Solved – Scalable Random Forest For Massive Data

baggingbootstrapensemble learningmachine learningrandom forest

My problem is simple. I want to train a dataset using random forest on a huge dataset (with $n$ rows). Let's assume I can only fit $b < n$ rows in memory at a time.

Model Choice

I see several options:

Option #1: Bag of Decision Trees

Draw a subsample of $b$ rows from the total dataset (w/o replacement). Fit a decision tree on the subsample. Repeat $s$ times. Average the results of the estimators.

Option #2: Bag of Bagged Decision Trees

Same as above but instead of a decision tree, apply bagging to the subsample.

Option #3: Bag of Random Forests

Same as above but instead, apply a random forest.

Option #4: Forest of Random Forests

Take my dataset, and split it into several subset based on several features (either by unsupervised learning or using some prior knowledge), and train random forests on each subset.

I originally suggested the idea here.

Option #5, #6, & #7: Bag of X with Resampling

Take option #1, #2, or #3, and instead of fitting an estimator on the subsample, resample a new subset from the subsample w/ replacement so that the new subset has $n$ rows.

original subset (n rows) => subsample (b rows) => resample (n rows)

Then apply the estimator to the new subset.

For option #6 and #7, I would resample for each iteration in the ensemble loop.

Discussion

Option #1, #2, and #3 is called Pasting.

Option #1 is computationally the most efficient out of all the other options, but I'm worried that it's accuracy is highly dependent on the choice of $b$. Option #5 might be better, but not by very much.

Option #6 and #7 are similar to Bag of Little Bootstraps (which you can learn more about here).

Question

Out of options above, which is the best method?

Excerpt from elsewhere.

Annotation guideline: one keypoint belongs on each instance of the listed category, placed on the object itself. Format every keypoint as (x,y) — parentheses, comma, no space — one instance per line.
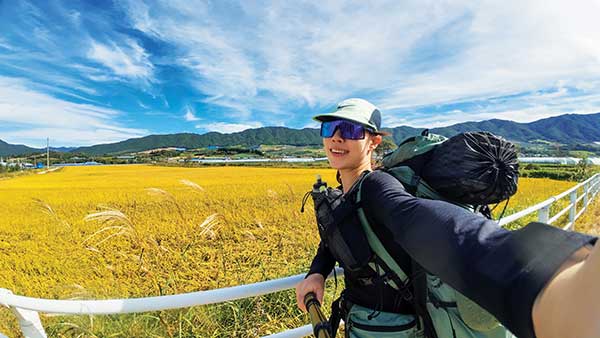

My guess is that option #7 is the best.

Thoughts? Comments?

Thanks everyone!

Update

I found this blog post. Looks like they do option #3, mention option #1, and allude to option #7.

Update 2

Best is obviously subjective. Model accuracy (test MSE) is important, but I'm willing to sacrifice some accuracy for greater computation efficiency.

Best Answer

There was a PhD on random forests which included RF on large datasets - it is available at https://github.com/glouppe/phd-thesis I no longer remember the solution proposed but I remember that there was some comparative experiments on different alternatives.